O autores também ressaltam que essa teoria da expertise precisa ir muito além do que aquilo que os autores chamam de “sociologia da atribuição”; ou seja, uma ideia antirrealista de que a expertise simplesmente como uma atribuição arbitrária feita por atores sociais, e não baseada em realidades objetivas. Não — “a abordagem realista adotada aqui é diferente. Ela parte da visão de que a expertise é uma posse real e substantiva de grupos de experts e de que indivíduos adquirem expertise real e substantiva por meio de sua associação a esses grupos” (p. 3–4). Bingo: é disso que Guilherme falou ao defender a realidade da autoridade epistêmica e Marcelo falou ao ressaltar as práticas sociais das comunidades científicas.

Falar sobre a realidade da expertise, contra uma visão atributiva da mesma, também nos protege de acusações generalistas ou injustas contra a ciência ou mesmo contra outras comunidades de prática (como a arte, por exemplo). Sim, é verdade que sempre há charlatães e mentirosos, fingindo uma expertise que não têm, e os autores passam boa parte do livro explorando essa situação.

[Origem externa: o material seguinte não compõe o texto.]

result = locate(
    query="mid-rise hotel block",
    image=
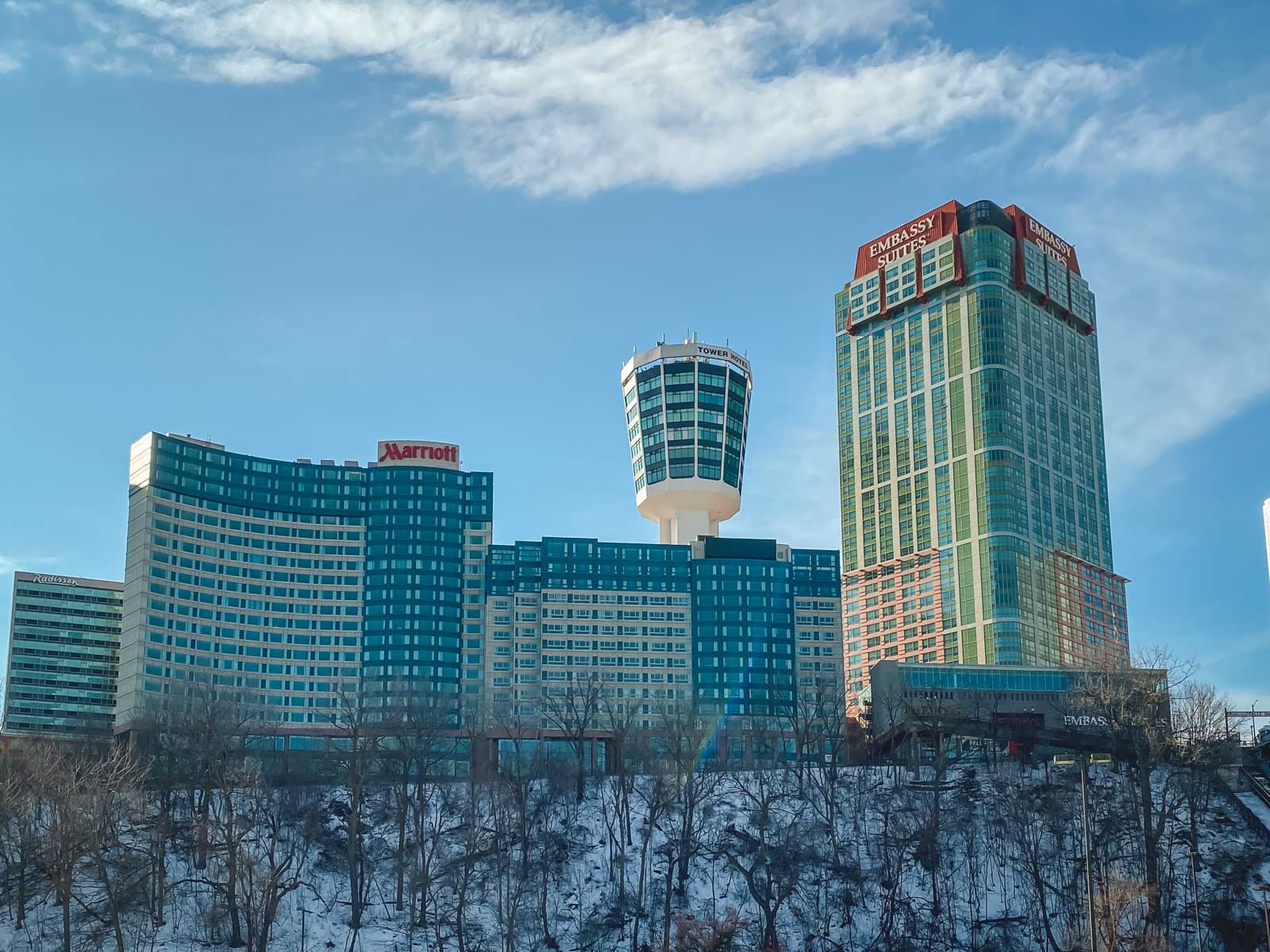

Além disso, é comum, de vez em quando, encontrarmos escândalos, como o de Alan Sokal, que conseguiram aprovar um artigo sem qualquer base na realidade em uma revista consagrada, o que provaria, de certa forma, que não há expertise real, mas apenas “uma rede de favores e prestígio acadêmico”. E, por fim, o próprio Collins, junto com Trevor Pinch, no livro “Dr. Golem”, ressalta como as próprias instituições e práticas muitas vezes colocam dificuldades na garantia desses padrões de excelência e expertise, discutindo, por exemplo, os charlatães na área médica:

“Falsos médicos raramente são desmascarados como resultado de erros médicos porque a equipe à sua volta está pronta para lhes dar ‘cobertura’. […] Consequentemente, muitos falsos médicos têm a oportunidade de aprender a função e tornarem-se consideravelmente bem-sucedidos. […] Por conseguinte, profissionais médicos que trabalham com falsos médicos podem ficar perplexos quando descobrem que foram enganados.” (p. 85, nota 63)

Todos esses problemas são muito reais e, devo acrescentar, acontecem muito hoje, tendo eu mesmo visto esse tipo de situação em minha trajetória acadêmica. Entendo que precisamos superar uma visão ingênua de uma comunidade de prática como sempre capaz de manter padrões reais de valor e virtude epistêmica , pois às vezes o que acontece é o contrário. Instituições reforçam fraudes e vícios, e os próprios autores, por exemplo, reconhecem os diversos problemas com a revisão por pares, e que “três décadas de pesquisa nos estudos da ciência e tecnologia nos mostraram que julgamentos internos feitos por um expert em relação a outro são sempre contestáveis” (p. 94).

Isso, no entanto, não nos deveria levar, novamente, a uma visão meramente atributiva da autoridade científica. Como exemplo disso, meu amigo André Venâncio têm uma palestra muito boa, realizada no I Fórum Nordestino de Cosmovisão Cristã, sobre “Os ídolos da ciência”, mas que, em certo momento, faz um comentário bastante peculiar, que foi separado e divulgado separadamente no canal do vídeo com o título “Há um autoritarismo velado na comunidade científica”. Tenho uma discordância aqui; embora não descarte a possibilidade de um mal-entendido ou apenas uma questão de ênfase (e, de qualquer forma, não desmerece o valor da palestra; André é muito competente e tem excelentes insights ali). O ponto é o seguinte: André lê e comenta uma frase de Henrique Lins de Barros: “A ciência tem suas normas e regras, seus códigos de conduta e seus valores , a fim de se preservar de qualquer aventureiro que venha a se intrometer. A ciência é para os especialistas e iniciados”. André considera autoritária esse tipo de atitude, e dá um exemplo do que isso seria na prática, quando uma pessoa quer questionar alguns experimentos científicos:

“Você pode tentar questionar os experimentos da teoria da relatividade? Pode, desde que você se sente aqui por alguns anos, e estude o assunto. Você não tem propriedade para falar disso, certo? Você vai ter que se sentar e aprender comigo; vou te ensinar todos os princípios da coisa, e aí, depois de alguns anos, você vai ter condições de entender esse experimento; e aí, claro, você vai concordar comigo, porque tudo o que você sabe sobre o assunto fui eu que te disse.”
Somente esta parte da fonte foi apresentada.